Do you all know about Lamebook? A friend from work first told me about it when we were internet deprived at a training this summer, and while it's often raunchy and completely offensive, it's also sort of shocking in a trainwreck way. Like that Housewives of New Jersey show.
(Don't you get the distinct impression that they photographed them one by one and them shopped them together, because they'd never actually stand that close to each other without ripping each other's hair out? But I digress.)
Today, an old friend posted a Facebook status about her children's poo. It included information from not just one of her children's poo, but both of their poo. It was gross. It was shocking. It was borderline-fecophiliac. And sure, it was an overview of events that actually took place, but does that make it OK to post on FB?

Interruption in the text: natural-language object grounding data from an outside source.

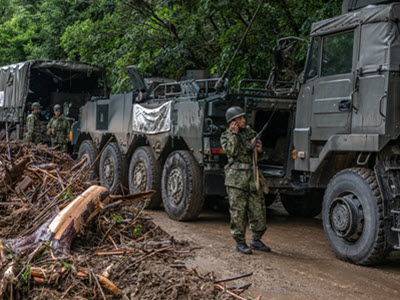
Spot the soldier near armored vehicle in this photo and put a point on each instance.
(245, 199)
(33, 128)
(58, 129)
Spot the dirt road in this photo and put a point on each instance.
(301, 266)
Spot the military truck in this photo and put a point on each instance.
(332, 142)
(49, 83)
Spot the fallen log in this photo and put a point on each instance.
(61, 229)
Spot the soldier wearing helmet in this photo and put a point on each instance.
(58, 129)
(246, 201)
(33, 131)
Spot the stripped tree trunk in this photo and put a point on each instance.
(61, 228)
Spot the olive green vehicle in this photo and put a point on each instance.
(332, 141)
(68, 84)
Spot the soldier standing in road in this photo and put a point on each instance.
(58, 129)
(33, 131)
(245, 200)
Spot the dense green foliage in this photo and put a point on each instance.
(162, 37)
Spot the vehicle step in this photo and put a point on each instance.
(392, 169)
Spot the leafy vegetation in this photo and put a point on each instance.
(162, 37)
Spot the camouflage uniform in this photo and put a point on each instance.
(33, 132)
(59, 130)
(246, 203)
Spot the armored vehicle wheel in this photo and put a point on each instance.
(110, 169)
(352, 216)
(269, 199)
(2, 132)
(89, 151)
(182, 186)
(306, 206)
(13, 135)
(145, 175)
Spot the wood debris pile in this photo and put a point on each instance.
(63, 237)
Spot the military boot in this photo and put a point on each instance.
(260, 246)
(243, 248)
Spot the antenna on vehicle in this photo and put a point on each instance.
(220, 82)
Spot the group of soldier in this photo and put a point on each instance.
(245, 193)
(57, 128)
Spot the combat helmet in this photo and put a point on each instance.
(233, 113)
(36, 105)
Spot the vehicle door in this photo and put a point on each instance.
(334, 89)
(302, 131)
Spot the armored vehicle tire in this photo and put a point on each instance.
(144, 175)
(88, 149)
(306, 206)
(269, 199)
(13, 135)
(182, 186)
(3, 131)
(110, 170)
(352, 216)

Now I'm torn because the post itself is perfect for Lamebook. And if she's willing to share her story, shouldn't others out there benefit from its foulness? This is really a philosophical question for the social media age.

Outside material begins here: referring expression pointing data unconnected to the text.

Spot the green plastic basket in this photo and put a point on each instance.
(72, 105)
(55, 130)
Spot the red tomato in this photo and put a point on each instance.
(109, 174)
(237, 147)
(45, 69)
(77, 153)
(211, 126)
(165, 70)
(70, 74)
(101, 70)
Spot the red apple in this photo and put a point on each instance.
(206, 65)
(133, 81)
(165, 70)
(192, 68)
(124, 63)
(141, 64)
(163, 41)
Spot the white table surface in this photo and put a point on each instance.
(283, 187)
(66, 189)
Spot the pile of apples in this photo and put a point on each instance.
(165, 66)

In the meantime, I'd like to propose
A couple recommended guidelines in regard to Facebook status posting:
1. Save the stories about children's (or adult) bodily functions for the doctor. We've all seen the book Everybody Poops, and it works best as a generalization, not a detailed account.

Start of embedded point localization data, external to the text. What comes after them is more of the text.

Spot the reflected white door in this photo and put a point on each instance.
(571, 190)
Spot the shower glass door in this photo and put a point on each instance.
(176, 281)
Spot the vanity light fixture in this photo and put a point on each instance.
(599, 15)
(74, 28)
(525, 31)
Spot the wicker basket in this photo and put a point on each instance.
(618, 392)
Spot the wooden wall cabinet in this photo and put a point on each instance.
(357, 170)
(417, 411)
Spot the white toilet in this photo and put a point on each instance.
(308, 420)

2. After more than two alcoholic beverages, refrain from posting anything to FB, period. Your inner concept of what is funny and what is depressing may be askew. Wait until the morning. While we're at it, step away from any phone, texting device, or camera.
3. Unless the goal is to stir things up, avoid the topics your mama said to avoid on a first date: money, politics, religion.
4. Read the entire status update out loud-- can it be read without gasping for breath? If not, it's probably too long.
5. Save the "LOL"s for an IM conversation.
I'm sure there are other good rules for writing FB status updates. Please comment, if you want, so we can add to them. For everyone's sake!
P.S. As of now, I haven't submitted my old friend's horrific status to Lamebook. What do you think? Would you submit it, if you were in my place?